The largely symbolic stage 21 from Etampes to the French capital may see some frenzied sprint attacks as a herd of proud cyclists try to put their name in lights - but nothing should jeopardise the Spaniard's position on top of the podium such are the last day customs of the world's greatest race.
Given all that, today is surely the perfect time for us to reflect on subsequently debate just where the Tour de France as a sporting entity stands at this point in time given the flood of controversy from which it has been unable to escape in recent years.
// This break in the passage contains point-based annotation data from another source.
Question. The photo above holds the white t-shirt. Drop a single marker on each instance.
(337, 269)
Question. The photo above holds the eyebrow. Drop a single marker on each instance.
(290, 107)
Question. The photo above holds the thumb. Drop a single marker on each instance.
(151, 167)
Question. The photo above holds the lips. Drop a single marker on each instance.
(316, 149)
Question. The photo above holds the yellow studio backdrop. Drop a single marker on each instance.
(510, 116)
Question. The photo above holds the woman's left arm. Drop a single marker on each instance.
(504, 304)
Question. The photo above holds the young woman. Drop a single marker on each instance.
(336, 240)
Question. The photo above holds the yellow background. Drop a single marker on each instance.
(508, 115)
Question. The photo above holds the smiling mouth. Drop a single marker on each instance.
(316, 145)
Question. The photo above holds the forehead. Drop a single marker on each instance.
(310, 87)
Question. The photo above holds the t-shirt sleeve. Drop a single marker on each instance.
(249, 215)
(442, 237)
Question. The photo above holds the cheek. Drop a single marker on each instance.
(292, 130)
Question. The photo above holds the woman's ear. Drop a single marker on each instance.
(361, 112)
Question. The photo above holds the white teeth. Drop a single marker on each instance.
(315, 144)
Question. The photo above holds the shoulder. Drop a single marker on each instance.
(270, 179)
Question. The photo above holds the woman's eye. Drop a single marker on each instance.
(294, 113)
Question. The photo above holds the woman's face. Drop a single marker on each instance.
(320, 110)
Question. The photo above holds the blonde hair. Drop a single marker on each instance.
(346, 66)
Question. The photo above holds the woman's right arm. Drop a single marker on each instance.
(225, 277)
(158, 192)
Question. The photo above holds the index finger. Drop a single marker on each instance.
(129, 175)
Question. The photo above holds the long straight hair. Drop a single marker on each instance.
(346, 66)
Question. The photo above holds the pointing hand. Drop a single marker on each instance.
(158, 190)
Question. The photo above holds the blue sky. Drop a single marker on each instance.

Some commentators I heard after stage 20 was completed yesterday said that not witnessing anything sensational in 2008 was a good thing: i.e. it could indicate that it's been a relatively clean event.
Do you sense renewed hope that the tide has turned?...
Another angle to reflect on is the continued emergence of more talented young riders on this year's Tour, who have again combining to block out the sun for some of the sport's more established names.
Britain's Mark Cavendish, a four-time winner in the sprints, and Luxembourg's white jersey-wearing Andy Schleck are the two obvious names that spring immediately to mind.
Care to mention any others?...
Today marks the last 143km of a gruelling 3,559km and it's a day for celebration. So sit back, relax - GET INVOLVED - and enjoy.